Slogan #16

Whatever you meet unexpectedly, join with meditation.

Meditation practice itself is a practice of pausing, or creating a gap. Every time you realize you are thinking and you let your thoughts go, you are creating a gap. Every time the breath goes out, you are creating a gap. You may not always experience it that way, but the basic meditation instruction is designed to be full of gaps. If you don't fill up your practice time with your discursive minds, with your worrying and obsessing and all that kind of thing, you have time to experience the blessing of your surroundings. You can just sit there quietly. Then maybe silence will dawn on you, and the sacredness of the space will penetrate.

Pema Chodron

Let’s “mind the gap” – we are training our minds to notice the pauses, however infinitesimal, between breaths in order to transfer this skill to different situations or contexts in our everyday lives. Generalization occurs when our minds stop because we are surprised by something unexpected and we’re able to rest in this pause, even for the briefest of moments. If we practice Tonglen in the gap between action and reaction, then compassion training becomes the intervention that will change our habitual Fight/Flight/Freeze patterns.
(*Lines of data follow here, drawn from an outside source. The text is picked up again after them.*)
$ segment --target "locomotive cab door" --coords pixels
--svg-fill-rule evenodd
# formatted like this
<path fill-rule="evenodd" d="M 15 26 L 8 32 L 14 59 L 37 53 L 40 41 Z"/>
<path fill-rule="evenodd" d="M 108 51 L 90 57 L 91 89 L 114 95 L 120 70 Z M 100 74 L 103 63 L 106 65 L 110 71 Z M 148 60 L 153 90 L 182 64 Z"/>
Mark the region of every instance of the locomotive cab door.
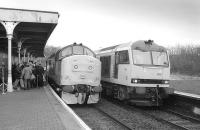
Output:
<path fill-rule="evenodd" d="M 115 52 L 114 78 L 118 79 L 119 52 Z"/>

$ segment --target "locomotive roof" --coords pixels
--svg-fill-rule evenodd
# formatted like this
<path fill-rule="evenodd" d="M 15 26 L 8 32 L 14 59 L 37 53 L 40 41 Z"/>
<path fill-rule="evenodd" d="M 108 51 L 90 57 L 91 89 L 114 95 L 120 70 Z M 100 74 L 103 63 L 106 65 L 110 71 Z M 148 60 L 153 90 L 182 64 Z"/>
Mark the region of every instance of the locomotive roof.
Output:
<path fill-rule="evenodd" d="M 65 47 L 59 49 L 56 53 L 52 54 L 48 59 L 53 58 L 53 57 L 58 58 L 60 52 L 62 52 L 63 50 L 65 50 L 65 49 L 68 48 L 68 47 L 73 47 L 73 46 L 82 46 L 82 47 L 84 47 L 84 48 L 87 48 L 87 49 L 89 49 L 91 52 L 93 52 L 93 54 L 95 55 L 94 51 L 92 51 L 92 50 L 91 50 L 90 48 L 88 48 L 87 46 L 84 46 L 82 43 L 80 43 L 80 44 L 73 43 L 73 44 L 70 44 L 70 45 L 68 45 L 68 46 L 65 46 Z"/>
<path fill-rule="evenodd" d="M 136 42 L 129 42 L 123 43 L 115 46 L 110 46 L 99 50 L 99 53 L 103 52 L 112 52 L 112 51 L 120 51 L 120 50 L 127 50 L 131 48 L 132 50 L 142 50 L 142 51 L 167 51 L 166 48 L 159 46 L 158 44 L 154 43 L 152 40 L 144 41 L 139 40 Z"/>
But even if we can’t slow down enough to notice the pause, then our Tonglen practice can create a gap after the reaction has occurred in order to stop the narrative from distracting or overwhelming us. Slogan #16 asks us to resist personalizing, to release self-obsessiveness and egocentricity, and to shine a light on each of our lived experiences as opportunities for change.

The Lojong slogans are training in expanding the boundaries of our meditation to include more and more aspects of our life so that compassion becomes our “go to” in times of challenge. Compassion only works when it’s exercised everyday like a muscle: “when neurons fire together, they wire together” means in practical terms that each time you repeat a particular thought or action, you strengthen the connection between a set of brain cells or neurons. As neuroscientist and psychologist, Dr. Rick Hanson writes, “the mind and the brain are a unified system. As the brain changes, the mind changes. As the mind changes, the brain changes. This means that you can use your conscious mind to make lasting changes to your brain to bring about greater well-being and happiness in your life.” The science of neuroplasticity is both optimistic and hopeful.In her now classic book, Train Your Mind to Change Your Brain, author Sharon Begley states succinctly, “The power of neuroplasticity to transform the emotional brain opens up new worlds of possibility. We are not stuck with the brain we were born with but have the capacity to willfully direct which functions will flower and which will wither, which moral capacities emerge and which do not, which emotions flourish and which are stilled.”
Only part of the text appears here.